To sue under the False Claims Act, there must first and foremost be a connection to government funds. Of course it is possible to sue for systematic substandard care under the False Claims Act if the government is paying for such services. Because these cases not only involve government funds — they also focus on the very purpose of government programs such as Medicare and Medicaid — they often receive support from government investigations. If you have further questions, contact a DC False Claims Act lawyer who handles substandard medical care FCA cases.

Proving Substandard Medical Care

Cases alleging that a doctor provided substandard care can be particularly difficult to prove, as they require demonstrating that the care was so poor that it was effectively worthless. Such a demonstration is difficult, except in the most egregious cases (e.g. amputating the wrong limb). Such cases are typically isolated and are also more appropriately litigated as medical malpractice. While medical malpractice is one kind of case an individual can pursue, it is not the same as a filing of fraud committed against the government. A single medical malpractice case may arise out of the negligence of a practice. Such a case obviously involves tremendous pain and suffering for an individual, but that is not typically what creates a case under the federal or state False Claims Acts. What leads to a false claim is some kind of systemic action which results in the government losing money.

However, health care service providers have been sued successfully for substandard care. If it can be shown that a health care provider’s services were effectively worthless, and the provider billed the government for that care, then prevailing in a false claim action is relatively easy.

Implied Certification Violations

Courts have found that worthless services are not services at all, and thus any claims for such services are explicitly false. Some courts have also upheld the so called “implied certification” theory in these cases, thereby finding that presenting a claim for worthless care is a false certification of compliance with the laws and regulations requiring that care to be adequate. That creates liability for such claims under the False Claims Act.

The area in which claims for substandard care have been relatively successful is when they are brought against nursing homes and other long-term care facilities that are accused of neglecting or even abusing their patients. In these cases, rather than focusing on specific medical procedures, it is possible to look at the conditions endured by the patients. If the living conditions are sufficiently poor as to be worthless — either due to dilapidation of a facility or worse — or if there is a pattern of abusive behavior, then all claims presented by these facilities to federal health care programs are explicitly or implicitly false.

Unfortunately, these cases do in fact occur and more regularly than anyone would like. It is a shame that it may take a federal lawsuit to expose and improve the conditions at such facilities. Patients are particularly vulnerable both to abuse and to the health threats that can come from living in substandard conditions.
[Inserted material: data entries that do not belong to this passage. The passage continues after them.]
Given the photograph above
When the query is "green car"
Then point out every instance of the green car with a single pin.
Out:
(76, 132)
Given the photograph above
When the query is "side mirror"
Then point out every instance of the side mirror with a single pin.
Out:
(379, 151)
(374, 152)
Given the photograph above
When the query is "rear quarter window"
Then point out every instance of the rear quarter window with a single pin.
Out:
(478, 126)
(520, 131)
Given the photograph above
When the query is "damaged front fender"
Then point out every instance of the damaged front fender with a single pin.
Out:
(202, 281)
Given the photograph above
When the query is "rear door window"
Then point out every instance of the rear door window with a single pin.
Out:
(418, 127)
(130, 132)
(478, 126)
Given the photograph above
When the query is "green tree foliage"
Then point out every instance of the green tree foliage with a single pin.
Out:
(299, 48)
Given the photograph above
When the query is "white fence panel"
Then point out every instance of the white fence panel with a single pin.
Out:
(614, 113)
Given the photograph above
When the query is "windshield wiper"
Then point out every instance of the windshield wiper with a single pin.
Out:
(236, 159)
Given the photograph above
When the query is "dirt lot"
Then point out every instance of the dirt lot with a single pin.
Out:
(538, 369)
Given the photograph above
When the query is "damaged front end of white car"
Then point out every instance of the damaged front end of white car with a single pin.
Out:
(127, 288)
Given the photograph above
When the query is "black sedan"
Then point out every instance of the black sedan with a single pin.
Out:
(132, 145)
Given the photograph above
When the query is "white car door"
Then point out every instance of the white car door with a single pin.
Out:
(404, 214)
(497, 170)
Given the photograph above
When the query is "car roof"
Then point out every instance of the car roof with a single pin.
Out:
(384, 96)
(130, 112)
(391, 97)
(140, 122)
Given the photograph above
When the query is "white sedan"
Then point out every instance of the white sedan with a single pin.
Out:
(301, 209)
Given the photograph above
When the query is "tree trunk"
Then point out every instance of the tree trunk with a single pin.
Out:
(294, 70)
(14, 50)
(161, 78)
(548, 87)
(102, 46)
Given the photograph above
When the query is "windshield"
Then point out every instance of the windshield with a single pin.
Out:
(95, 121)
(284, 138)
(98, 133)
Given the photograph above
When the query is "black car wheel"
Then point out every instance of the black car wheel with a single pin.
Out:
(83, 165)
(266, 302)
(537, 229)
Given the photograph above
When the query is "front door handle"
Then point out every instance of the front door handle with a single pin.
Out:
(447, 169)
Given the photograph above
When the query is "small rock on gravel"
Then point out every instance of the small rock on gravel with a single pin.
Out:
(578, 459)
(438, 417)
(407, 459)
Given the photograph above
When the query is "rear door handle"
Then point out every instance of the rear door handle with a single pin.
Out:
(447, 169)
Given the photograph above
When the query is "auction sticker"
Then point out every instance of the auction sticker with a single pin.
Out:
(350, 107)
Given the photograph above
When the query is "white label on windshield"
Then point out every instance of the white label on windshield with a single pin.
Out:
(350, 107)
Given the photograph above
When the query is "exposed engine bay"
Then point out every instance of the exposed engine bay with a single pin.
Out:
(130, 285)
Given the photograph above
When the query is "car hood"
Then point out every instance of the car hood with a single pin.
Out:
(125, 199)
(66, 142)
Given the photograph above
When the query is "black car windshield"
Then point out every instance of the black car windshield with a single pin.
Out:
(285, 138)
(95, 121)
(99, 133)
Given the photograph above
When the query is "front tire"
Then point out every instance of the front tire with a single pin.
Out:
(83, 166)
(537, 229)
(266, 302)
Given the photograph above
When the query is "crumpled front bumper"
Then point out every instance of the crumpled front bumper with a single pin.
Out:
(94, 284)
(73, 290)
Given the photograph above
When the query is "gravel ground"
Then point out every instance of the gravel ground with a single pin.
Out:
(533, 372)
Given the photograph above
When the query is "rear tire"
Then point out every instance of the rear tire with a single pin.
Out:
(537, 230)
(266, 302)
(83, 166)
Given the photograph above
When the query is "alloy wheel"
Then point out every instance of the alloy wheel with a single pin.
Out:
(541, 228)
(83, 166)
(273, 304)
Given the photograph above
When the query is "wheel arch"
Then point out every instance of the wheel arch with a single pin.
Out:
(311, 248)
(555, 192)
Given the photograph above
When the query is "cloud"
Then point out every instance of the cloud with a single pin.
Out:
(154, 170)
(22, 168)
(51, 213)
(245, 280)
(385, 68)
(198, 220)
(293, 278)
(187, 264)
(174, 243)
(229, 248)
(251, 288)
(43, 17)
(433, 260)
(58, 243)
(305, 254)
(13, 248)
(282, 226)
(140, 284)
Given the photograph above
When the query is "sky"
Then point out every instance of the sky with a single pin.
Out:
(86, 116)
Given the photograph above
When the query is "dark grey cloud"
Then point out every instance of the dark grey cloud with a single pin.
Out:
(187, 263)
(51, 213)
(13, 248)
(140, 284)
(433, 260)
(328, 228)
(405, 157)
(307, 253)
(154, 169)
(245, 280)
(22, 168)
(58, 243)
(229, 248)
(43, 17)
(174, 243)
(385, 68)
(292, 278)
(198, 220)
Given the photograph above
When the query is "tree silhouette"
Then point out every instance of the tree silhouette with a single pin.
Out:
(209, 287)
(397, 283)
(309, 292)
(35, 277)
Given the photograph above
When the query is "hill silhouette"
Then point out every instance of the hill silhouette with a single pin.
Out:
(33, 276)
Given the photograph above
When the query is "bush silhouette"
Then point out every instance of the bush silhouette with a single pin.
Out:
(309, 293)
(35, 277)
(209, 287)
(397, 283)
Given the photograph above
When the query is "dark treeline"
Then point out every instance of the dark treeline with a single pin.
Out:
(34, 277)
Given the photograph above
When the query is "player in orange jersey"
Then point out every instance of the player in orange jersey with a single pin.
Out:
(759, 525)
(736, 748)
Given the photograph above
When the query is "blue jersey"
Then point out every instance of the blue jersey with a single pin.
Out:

Since most of these facilities survive on government funds, it is possible that the False Claims Act can be used to address these issues.

The False Claims Act Addresses Abuse

When patients have been harmed and when the government has lost money as a result, the FCA may be the best way to address these abuses. While many of those on the front lines of health care do not like to think about the financial rewards inherent in False Claims Act litigation, there is a larger point to the financial aspect of improving long-term care facilities through this law. Sometimes it is necessary to spread the word that abusive facilities are subject to the triple damages and civil fines that are applicable under the False Claims Act. Hopefully, as word gets out, such facilities will choose to improve their practices rather than face the possibility of such potentially devastating legal liability.